Currently winding up a group exhibition as part of an annual event in New Orleans, Louisiana called Dirty Linen Night, it is easy to see why artist Matthew Hance is a force to be reckoned with. Quiet and quirky, this 30-something year old painter works day and night for his art. His paintings are haunting and intimate without even giving very much information away. A full-time artist by vocation, and a contract preparator for the New Orleans Museum of Art, Hance works between 6 and 10 hours in his studio every day. With a strong cup of coffee in hand, and a quiet space for his creative brain to go wild in, his paintings come to life with a glance or a look.
Starting from an early age, painting and drawing were like breathing for Hance. An avid observer, his artwork catches the most finite of details, and chooses its stories to tell with visual play. Hance creates work based on intuition and fate, leaving some of the work to chance and some to planning and execution.

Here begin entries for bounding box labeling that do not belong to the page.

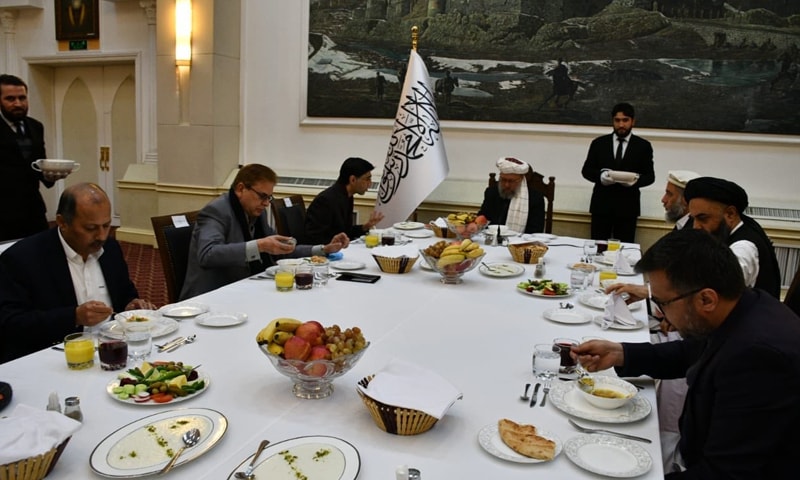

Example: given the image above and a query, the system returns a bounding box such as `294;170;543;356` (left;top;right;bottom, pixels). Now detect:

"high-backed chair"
489;169;556;233
150;210;198;303
270;195;306;242
783;268;800;315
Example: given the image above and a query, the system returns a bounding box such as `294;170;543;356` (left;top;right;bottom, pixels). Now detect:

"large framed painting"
306;0;800;135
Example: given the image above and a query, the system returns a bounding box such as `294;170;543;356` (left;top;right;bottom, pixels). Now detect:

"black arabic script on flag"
378;81;441;204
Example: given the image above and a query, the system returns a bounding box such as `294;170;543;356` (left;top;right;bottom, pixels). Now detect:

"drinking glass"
553;338;578;373
125;325;153;362
294;265;314;290
275;267;294;292
64;332;94;370
533;343;561;379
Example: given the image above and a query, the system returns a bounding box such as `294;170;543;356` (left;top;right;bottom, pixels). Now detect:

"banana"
256;318;280;345
436;253;466;268
267;343;283;355
272;332;294;345
275;318;303;332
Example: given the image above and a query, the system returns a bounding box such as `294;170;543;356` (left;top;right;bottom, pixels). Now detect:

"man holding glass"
572;229;800;480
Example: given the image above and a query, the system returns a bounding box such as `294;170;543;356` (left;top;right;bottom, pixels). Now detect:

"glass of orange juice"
64;332;94;370
275;267;294;292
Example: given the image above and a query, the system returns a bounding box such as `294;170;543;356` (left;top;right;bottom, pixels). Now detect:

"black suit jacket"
478;187;544;233
0;117;53;241
617;289;800;480
0;228;139;363
581;134;656;217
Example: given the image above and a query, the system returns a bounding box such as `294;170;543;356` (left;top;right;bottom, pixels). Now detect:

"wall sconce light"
175;0;192;67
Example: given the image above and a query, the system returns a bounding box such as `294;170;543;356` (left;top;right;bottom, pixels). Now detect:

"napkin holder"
356;375;438;435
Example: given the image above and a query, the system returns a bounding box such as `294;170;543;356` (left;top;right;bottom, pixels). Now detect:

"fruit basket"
508;242;547;263
356;375;437;435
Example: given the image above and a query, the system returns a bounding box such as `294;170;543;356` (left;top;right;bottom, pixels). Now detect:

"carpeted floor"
119;242;167;307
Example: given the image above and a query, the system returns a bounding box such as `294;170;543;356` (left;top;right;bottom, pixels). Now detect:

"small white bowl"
575;375;638;410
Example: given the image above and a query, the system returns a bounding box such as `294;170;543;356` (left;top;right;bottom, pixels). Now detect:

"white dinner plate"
578;290;642;311
478;262;525;277
194;312;247;327
544;308;592;325
478;423;563;463
100;317;178;339
547;381;652;423
392;222;425;230
106;369;211;407
89;408;228;478
564;435;653;478
331;260;367;270
594;315;645;330
228;435;361;480
403;228;434;238
158;302;208;319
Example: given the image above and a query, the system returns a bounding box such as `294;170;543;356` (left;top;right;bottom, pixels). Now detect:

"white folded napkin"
614;251;633;275
0;404;81;465
600;293;636;330
358;359;462;418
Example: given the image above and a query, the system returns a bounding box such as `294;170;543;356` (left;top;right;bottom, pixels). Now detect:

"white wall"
242;0;800;217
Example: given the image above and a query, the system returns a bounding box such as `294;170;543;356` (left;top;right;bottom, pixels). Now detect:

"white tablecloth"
0;237;663;480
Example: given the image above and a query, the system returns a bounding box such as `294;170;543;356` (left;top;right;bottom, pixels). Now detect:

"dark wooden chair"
150;210;198;303
489;169;556;233
270;195;306;243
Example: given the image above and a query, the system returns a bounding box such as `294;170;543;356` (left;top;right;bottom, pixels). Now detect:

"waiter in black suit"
581;103;656;242
0;74;65;242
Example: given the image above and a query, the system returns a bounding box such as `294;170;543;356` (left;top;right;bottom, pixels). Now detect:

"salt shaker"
64;397;83;422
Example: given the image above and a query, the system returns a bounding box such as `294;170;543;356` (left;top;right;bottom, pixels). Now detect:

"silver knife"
528;383;542;407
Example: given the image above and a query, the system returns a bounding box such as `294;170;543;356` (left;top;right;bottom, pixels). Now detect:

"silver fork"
539;378;553;407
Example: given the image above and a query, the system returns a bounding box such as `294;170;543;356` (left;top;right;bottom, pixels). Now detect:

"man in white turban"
478;157;544;233
661;170;700;230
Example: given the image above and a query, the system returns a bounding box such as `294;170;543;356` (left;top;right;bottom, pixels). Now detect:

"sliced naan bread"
497;418;556;460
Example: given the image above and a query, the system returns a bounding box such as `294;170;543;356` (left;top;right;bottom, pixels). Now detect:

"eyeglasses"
244;185;275;203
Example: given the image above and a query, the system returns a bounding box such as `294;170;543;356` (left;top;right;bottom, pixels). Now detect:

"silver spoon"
233;440;269;480
158;428;200;475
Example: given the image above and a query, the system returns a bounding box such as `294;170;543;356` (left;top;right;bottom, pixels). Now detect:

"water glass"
533;343;561;378
64;332;94;370
125;325;153;362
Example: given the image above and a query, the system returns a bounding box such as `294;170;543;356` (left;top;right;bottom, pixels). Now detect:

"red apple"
294;320;325;345
283;334;311;361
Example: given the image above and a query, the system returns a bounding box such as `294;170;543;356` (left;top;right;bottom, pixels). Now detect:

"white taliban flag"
375;50;450;227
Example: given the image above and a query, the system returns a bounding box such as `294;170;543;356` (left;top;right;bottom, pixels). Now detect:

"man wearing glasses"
573;230;800;479
478;157;544;233
180;164;349;300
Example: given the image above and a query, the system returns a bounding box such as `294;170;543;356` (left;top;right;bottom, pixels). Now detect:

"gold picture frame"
55;0;100;40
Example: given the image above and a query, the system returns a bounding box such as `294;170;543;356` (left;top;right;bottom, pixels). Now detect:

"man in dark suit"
0;75;63;242
0;183;153;363
573;229;800;480
581;103;656;242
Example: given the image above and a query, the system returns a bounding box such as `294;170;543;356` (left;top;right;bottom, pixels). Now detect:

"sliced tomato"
150;393;174;403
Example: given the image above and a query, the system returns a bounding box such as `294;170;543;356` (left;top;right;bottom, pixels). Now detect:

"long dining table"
0;232;663;480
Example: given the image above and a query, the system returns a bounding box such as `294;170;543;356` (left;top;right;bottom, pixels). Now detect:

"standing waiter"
0;74;65;241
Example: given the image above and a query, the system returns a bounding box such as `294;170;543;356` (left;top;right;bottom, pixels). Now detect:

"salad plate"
547;381;653;423
194;312;247;327
478;423;563;463
100;317;178;339
158;302;208;319
227;435;361;480
89;408;228;478
564;435;653;478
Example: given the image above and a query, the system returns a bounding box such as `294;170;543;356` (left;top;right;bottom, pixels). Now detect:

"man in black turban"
683;177;781;298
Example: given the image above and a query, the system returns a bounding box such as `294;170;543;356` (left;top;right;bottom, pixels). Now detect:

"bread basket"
508;242;547;263
372;255;419;273
356;375;438;435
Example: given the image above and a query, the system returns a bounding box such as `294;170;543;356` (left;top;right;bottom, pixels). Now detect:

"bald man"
0;183;154;363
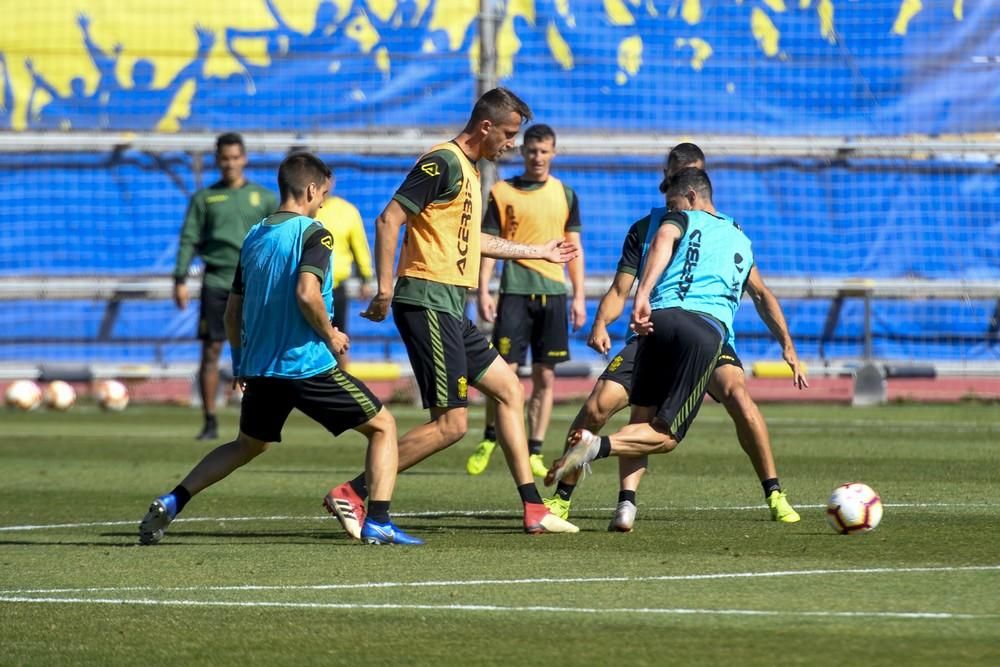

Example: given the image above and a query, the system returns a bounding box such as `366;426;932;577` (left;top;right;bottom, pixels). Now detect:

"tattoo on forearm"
485;236;537;258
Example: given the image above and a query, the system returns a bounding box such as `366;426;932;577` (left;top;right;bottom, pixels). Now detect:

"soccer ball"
97;380;128;412
4;380;42;410
826;482;882;535
43;380;76;410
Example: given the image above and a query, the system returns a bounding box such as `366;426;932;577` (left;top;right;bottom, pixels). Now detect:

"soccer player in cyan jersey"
139;153;422;545
545;143;809;532
465;124;587;477
324;88;577;533
550;168;796;508
174;132;278;440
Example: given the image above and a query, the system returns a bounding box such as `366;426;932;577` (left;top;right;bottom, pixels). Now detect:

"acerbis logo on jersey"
458;176;472;276
503;204;518;241
677;229;701;301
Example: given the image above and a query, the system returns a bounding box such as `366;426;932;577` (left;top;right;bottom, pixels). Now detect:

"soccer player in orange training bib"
324;88;578;533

“The process of creating a piece for me is a meditative act, an ever evolving game of adding and subtracting. I try to be as playful as possible and in the same breath uphold the idea of Chaos Theory,” he tells us. “I’m always trying to push my boundaries and currently my creative approach is extremely organic—like a game of chess. I start with an idea and allow ample space to change directions, sometimes an entire composition halfway into a painting.”
Working with his favorite materials, including pencils, pastels, Golden acrylic paint and Van Gogh oils, he starts with a gesture, and works out the composition and details from there, letting the painting have a say in its final look. Focusing on portraiture and the eyes specifically, Hance is intrigued and inspired by the essence of his subjects, whether the figure he is creating is a person, a memory or a concept. Looking at his large-scale work in the flesh recalls the art and influence of Egon Schiele, Gustav Klimt, Botticelli, and Degas. There is a softness that pairs so perfectly with his line variation and edges, finding the sweet spots to go into detail with, like little focusing flourishes in a sea of blur and background.
The concept of memory and human processing is of great importance to Hance, and fueled a recent project where he creates a painting from a person’s personal recorded memories, and then displays the visual and auditory side by side for viewers. How we process identity, both internally and externally is fascinating to Hance, and can be easily seen in his intimate and robust paintings, with multiple narratives and evocative style.